Saturday, August 7, 2010

Cherry Tomato Surplus

Though zucchini has been a common item of overabundance for gardeners and CSA-ers alike, my real problem is cherry tomatoes. As of Tuesday, I had 8 containers of them, staring up from my veggie drawer. Salad isn't my thing and I can only throw so many into a smoothie before it becomes V8.



So I had to figure out how to deal with the little menaces. As far as I'm concerned, tomatoes of larger sizes do their best work as sauce. Can cherry tomatoes be sauce? It turns out that they can!

As I anticipated a load of squash, I decided to make roasted vegetable lasagna, but alas, I ended up with too few to be of use. So the filling was a brick of frozen spinach and silken tofu.

For the sauce, I wanted it to be a little spicy, since the cherry tomatoes are so sweet. But otherwise, I kept it pretty basic.

The sauce was a little too liquid. Next time, I'll reduce the oil and let it simmer for a longer time. I did get a little out of control with the immersion blender, so it was totally liquefied before applied to the lasagna. But I don't like tomato chunks.

It did thicken upon baking and soaked the lasagna noodles (which I left a little al dente) and the tofu mix really well. I think it would do fine as a pasta sauce as well. I'll have to experiment more, and thanks to another gift of cherry tomatoes from Mr. Miller, I don't think that will be an issue.
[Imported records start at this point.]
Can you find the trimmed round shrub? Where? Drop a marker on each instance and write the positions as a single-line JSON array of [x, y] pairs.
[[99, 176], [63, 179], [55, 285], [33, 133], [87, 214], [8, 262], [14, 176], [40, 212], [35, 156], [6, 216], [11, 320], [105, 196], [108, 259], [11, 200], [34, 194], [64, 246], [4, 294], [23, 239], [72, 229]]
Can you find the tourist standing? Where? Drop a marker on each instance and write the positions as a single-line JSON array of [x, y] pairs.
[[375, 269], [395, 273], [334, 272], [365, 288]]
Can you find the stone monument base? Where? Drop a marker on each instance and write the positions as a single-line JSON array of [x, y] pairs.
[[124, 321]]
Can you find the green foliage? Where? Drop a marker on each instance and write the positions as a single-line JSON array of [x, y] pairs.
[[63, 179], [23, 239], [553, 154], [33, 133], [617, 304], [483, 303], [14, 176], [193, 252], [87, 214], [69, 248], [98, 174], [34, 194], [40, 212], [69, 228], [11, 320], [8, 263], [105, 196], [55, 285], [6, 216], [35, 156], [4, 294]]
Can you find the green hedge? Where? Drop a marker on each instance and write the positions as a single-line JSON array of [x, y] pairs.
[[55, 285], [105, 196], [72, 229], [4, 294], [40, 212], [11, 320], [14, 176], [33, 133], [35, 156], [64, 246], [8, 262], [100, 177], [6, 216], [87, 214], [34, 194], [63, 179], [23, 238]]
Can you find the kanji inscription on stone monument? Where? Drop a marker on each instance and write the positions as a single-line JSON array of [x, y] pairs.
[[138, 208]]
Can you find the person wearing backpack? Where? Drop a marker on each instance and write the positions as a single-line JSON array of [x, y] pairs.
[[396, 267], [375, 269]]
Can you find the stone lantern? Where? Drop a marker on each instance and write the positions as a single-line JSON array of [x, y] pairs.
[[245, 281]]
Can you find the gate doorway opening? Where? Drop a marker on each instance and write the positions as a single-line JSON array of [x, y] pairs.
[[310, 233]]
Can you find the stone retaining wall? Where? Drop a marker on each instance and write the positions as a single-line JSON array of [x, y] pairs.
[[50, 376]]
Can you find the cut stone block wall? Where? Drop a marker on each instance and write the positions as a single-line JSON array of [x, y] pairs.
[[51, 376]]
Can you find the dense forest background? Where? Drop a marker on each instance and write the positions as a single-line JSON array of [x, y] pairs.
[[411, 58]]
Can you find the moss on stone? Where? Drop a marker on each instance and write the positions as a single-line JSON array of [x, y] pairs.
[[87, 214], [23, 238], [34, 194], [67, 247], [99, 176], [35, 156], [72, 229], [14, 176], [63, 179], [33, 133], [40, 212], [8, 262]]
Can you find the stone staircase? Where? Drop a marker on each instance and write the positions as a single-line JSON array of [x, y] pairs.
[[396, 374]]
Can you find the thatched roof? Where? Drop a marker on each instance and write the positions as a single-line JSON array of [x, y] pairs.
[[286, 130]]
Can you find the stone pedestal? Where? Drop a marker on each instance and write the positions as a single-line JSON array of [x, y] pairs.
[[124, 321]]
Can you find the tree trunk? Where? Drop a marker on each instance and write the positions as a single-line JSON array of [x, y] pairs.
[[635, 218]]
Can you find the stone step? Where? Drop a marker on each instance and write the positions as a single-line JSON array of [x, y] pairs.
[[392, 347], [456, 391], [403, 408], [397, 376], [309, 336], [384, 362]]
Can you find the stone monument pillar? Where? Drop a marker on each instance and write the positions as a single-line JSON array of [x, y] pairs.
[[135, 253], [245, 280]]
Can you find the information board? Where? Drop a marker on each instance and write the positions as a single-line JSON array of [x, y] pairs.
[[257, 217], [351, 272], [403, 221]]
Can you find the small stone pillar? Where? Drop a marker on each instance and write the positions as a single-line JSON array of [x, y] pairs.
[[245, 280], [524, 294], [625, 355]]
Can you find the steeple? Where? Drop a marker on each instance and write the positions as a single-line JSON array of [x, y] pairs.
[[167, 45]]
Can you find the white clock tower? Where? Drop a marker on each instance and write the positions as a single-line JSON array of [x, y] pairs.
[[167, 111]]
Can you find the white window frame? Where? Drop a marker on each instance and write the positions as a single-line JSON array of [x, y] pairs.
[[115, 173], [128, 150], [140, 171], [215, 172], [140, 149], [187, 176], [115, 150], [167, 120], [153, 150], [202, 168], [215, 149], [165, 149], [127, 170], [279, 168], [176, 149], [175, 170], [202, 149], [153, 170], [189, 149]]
Here's the recipe with the tweaks I think I need. I used dry and fresh herbs b/c that's what I had, but of course, you can use either. Also, it turned out pretty spicy, so you may want to start with less red pepper.
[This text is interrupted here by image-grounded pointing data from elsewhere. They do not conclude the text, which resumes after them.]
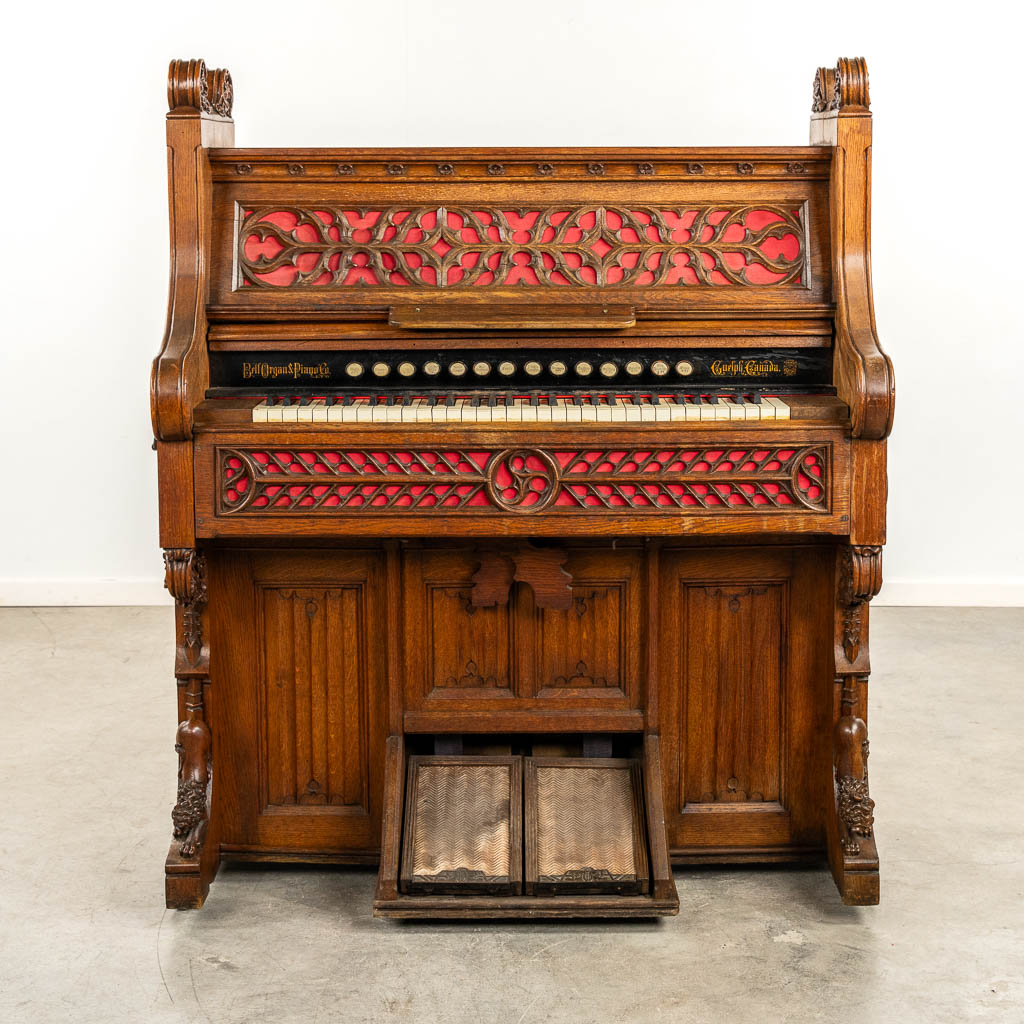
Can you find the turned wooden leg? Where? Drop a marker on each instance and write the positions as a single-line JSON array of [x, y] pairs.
[[194, 856], [852, 853]]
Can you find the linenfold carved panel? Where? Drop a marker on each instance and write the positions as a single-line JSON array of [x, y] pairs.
[[347, 481], [315, 699], [559, 246]]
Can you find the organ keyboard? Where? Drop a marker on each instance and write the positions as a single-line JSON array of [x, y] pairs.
[[521, 508], [508, 407]]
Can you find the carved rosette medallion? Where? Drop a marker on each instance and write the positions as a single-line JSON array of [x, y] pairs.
[[522, 479]]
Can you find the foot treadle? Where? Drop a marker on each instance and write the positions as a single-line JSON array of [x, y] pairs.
[[492, 837], [584, 826]]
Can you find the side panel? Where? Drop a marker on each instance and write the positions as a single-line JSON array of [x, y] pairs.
[[300, 677], [743, 676]]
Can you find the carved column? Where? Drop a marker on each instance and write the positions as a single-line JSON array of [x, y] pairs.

Spicy Sweet Cherry Tomato Sauce
2 T olive oil
1 small onion
3 large cloves garlic, minced
8 cups cherry tomatoes
2 tsp red pepper flakes
3 T dried basil
4 tsp dried oregano
1/2 cup fresh parsley, finely chopped

Sauté onion in oil until soft. Add garlic and cook for about a minute. Add cherry tomatoes and herbs. Allow to simmer until desired thickness is achieved. If you want smooth sauce, go to town with an immersion blender, or allow sauce to cool to room temperature and run it through a blender or food processor in batches.



After using 8 cups of cherry tomatoes, I still had plenty. In fact, 8 cups was only half of my supply.
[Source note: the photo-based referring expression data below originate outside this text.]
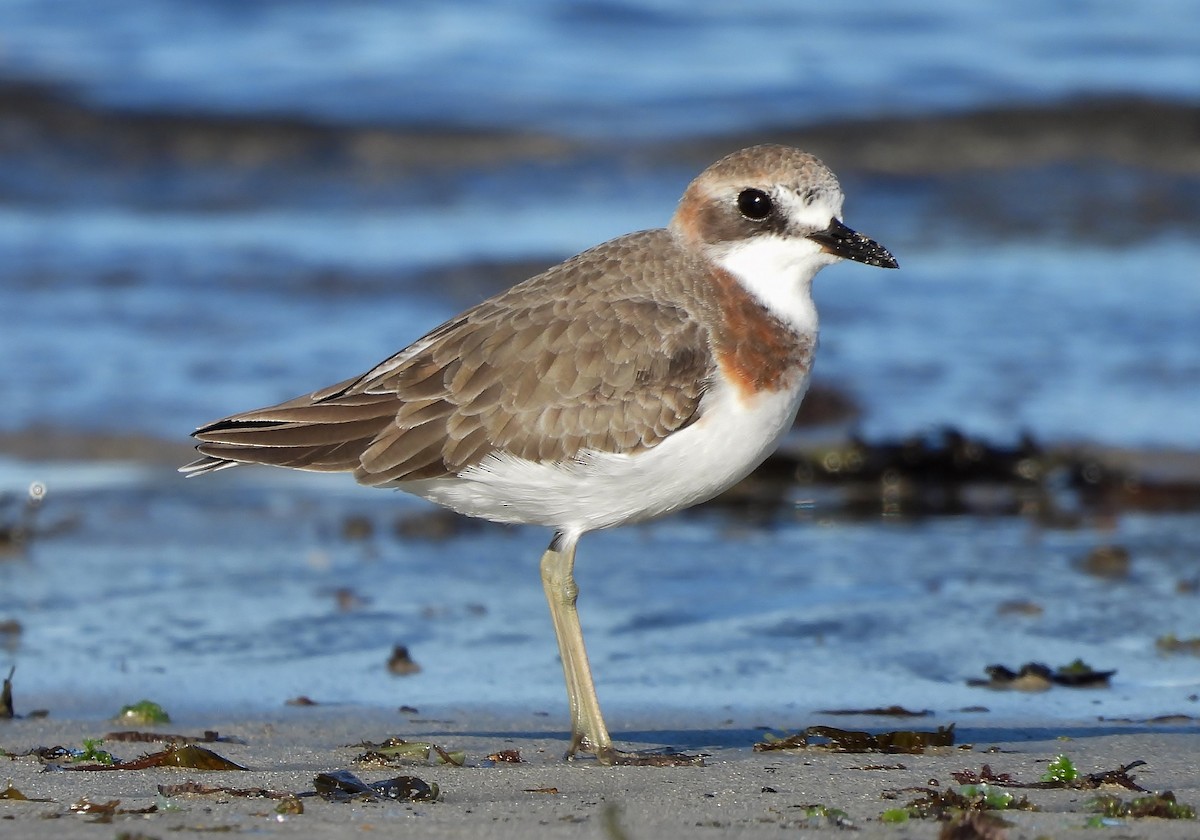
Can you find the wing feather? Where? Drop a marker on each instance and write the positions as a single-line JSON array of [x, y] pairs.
[[587, 359]]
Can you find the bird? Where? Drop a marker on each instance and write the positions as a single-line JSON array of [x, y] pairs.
[[640, 377]]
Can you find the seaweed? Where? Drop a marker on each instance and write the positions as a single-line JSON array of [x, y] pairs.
[[1038, 677], [850, 741], [143, 713], [401, 663], [397, 750], [345, 786], [189, 757], [1162, 805]]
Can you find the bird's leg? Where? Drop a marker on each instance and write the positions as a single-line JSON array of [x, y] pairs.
[[588, 731]]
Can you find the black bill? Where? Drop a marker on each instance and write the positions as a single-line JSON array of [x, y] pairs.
[[841, 241]]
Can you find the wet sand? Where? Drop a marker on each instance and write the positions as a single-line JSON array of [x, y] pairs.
[[737, 792]]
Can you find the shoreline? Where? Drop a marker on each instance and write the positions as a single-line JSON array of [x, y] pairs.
[[737, 790]]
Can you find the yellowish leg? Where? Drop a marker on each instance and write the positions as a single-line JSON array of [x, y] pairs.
[[588, 731]]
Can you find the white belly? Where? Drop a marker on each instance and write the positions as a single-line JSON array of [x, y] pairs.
[[600, 490]]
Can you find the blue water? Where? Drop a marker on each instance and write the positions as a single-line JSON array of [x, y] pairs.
[[220, 595], [664, 67], [136, 299]]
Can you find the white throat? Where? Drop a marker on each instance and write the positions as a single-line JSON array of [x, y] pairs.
[[778, 271]]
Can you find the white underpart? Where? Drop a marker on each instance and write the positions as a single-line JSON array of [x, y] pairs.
[[733, 435], [600, 490], [779, 270]]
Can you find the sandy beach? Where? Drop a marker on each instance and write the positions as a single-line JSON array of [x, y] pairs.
[[738, 792]]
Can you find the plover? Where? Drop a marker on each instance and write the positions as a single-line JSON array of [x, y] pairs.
[[637, 378]]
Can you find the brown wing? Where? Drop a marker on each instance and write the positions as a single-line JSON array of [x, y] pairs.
[[582, 357]]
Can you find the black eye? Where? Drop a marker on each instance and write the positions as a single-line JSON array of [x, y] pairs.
[[755, 204]]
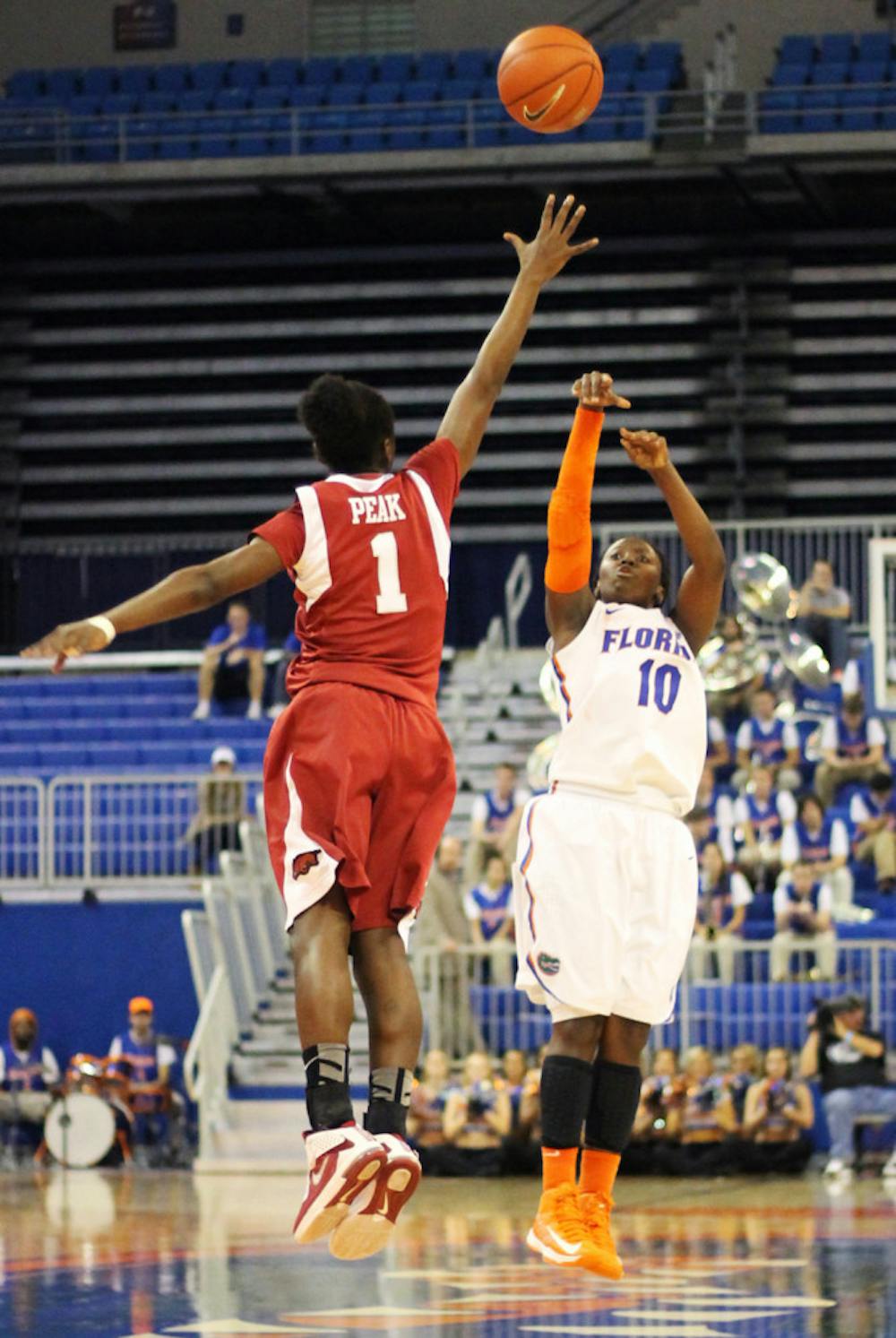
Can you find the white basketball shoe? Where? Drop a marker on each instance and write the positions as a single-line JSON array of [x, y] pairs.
[[341, 1164], [372, 1215]]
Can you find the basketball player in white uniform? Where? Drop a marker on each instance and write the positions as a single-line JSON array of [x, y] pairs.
[[606, 871]]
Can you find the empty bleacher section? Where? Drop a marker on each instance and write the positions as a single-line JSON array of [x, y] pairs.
[[836, 81], [246, 108]]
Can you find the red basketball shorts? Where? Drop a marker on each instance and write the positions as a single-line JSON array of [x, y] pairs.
[[358, 786]]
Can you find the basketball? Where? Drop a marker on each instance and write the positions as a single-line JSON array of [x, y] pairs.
[[550, 79]]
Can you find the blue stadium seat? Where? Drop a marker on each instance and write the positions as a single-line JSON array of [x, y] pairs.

Again, I wanted to make sauce. So I turned to the internet and found Pasta with Baked Tomato Sauce. I liked the idea, so I set about veganizing it. I haven't eaten cheese in years, so I can't even fathom what the cheeses mentioned should taste like, but their presence signals Nutritional Yeast to me.

Baked Cherry Tomato Sauce
2 to 3 T extra-virgin olive oil
4 cups cherry tomatoes, halved
4 slices bread toasted and processed into crumbs
1-3 gloves garlic minced
1/2 cup nutritional yeast
1/3 cup almond meal
Salt and freshly ground pepper to taste

Preheat the oven to 400°F. Grease a 13-by-9-inch baking dish.

Place the tomatoes cut side up in the dish.

Combine the bread crumbs, nutritional yeast, almond meal, garlic, salt, and pepper with your hands. Sprinkle the bread-crumb mixture over the tomatoes. Drizzle with olive oil. Bake for 20 minutes or until brown on top.

I ate this mixed with vegetable bow tie noodles and was really happy with how it turned out. My next task is to deal with the cucumbers!